3. I still have another 800 words to go, so let me now define what a vampire is for you. “For those who lack a frame of reference for Romanian folklore, a vampire is a creature who can live forever but must drink blood to survive.”

4. Stephanie Meyer’s vampires are “cool,” and that is a sign of all that is wrong with today’s young people.

5. And why do they like vampires so much? Video machines, that’s why!

6. Plus, vampires are pretty. “Their hair is perfect.” Didn’t I hear that line somewhere before? No matter, it’s mine now.

7. When I was a kid, we didn’t need vampires, because we had hula hoops! And we turned out pretty darned okay!

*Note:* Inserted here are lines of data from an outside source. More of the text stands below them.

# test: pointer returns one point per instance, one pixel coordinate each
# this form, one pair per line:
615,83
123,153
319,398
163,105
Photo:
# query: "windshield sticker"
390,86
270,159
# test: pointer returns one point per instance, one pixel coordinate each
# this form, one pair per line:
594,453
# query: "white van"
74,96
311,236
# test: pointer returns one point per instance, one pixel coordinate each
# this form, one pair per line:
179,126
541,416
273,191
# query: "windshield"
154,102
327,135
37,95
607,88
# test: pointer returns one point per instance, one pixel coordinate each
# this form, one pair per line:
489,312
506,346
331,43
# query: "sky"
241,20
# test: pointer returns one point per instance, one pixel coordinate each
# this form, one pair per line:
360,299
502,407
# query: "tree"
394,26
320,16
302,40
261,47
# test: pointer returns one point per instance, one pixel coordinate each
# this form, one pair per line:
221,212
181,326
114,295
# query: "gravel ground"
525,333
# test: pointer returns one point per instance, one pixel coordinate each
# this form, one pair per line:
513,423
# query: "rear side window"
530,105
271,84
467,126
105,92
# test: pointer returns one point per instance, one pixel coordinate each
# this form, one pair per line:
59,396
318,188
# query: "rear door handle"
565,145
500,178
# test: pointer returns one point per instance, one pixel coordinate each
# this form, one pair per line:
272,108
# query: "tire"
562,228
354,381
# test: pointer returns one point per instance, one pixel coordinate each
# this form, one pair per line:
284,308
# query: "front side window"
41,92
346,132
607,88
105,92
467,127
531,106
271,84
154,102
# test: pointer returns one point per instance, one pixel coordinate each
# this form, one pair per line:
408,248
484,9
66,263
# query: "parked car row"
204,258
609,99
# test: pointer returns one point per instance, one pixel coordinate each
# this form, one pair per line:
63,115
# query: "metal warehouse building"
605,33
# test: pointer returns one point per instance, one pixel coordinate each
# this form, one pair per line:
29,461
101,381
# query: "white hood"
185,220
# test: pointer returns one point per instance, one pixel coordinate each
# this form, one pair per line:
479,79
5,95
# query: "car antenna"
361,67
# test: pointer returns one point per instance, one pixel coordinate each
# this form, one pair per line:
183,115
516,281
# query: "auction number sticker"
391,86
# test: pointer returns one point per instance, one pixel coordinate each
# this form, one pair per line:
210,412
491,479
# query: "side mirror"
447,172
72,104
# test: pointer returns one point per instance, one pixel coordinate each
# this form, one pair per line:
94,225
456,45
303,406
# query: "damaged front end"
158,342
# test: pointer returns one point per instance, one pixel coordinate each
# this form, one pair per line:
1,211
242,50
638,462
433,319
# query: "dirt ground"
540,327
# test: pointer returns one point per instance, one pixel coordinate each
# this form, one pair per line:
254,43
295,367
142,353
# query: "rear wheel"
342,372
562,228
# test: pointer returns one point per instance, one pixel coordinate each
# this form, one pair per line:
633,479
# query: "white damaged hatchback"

8. Vampires are a billion-dollar industry. How can I somehow cash in on it? I know, I’ll write another book looking out for the kids, but I’ll use the fiction-writing skills I displayed in “Those Who Trespass.” So, this novel will be about a straight-shooting, Christmas-defending, studly TV News guy who happens to be … a teenage vampire! I’ll throw in some kinky sex involving loofas, a few unpleasant murders, and some stories about my young years on the mean streets of suburbia, and it should be another best seller. Plus, it will teach the kids some much needed values. I just need a title for it. Boy, am I great or what?

Anyway, Scott, I’ll leave the actual riffing on the column to you, if you should choose to accept this assignment. Maybe you could throw in some vampire photos, or some photo-shopped photos of Bill as a vampire — whatever would dress the piece up the best. Good luck!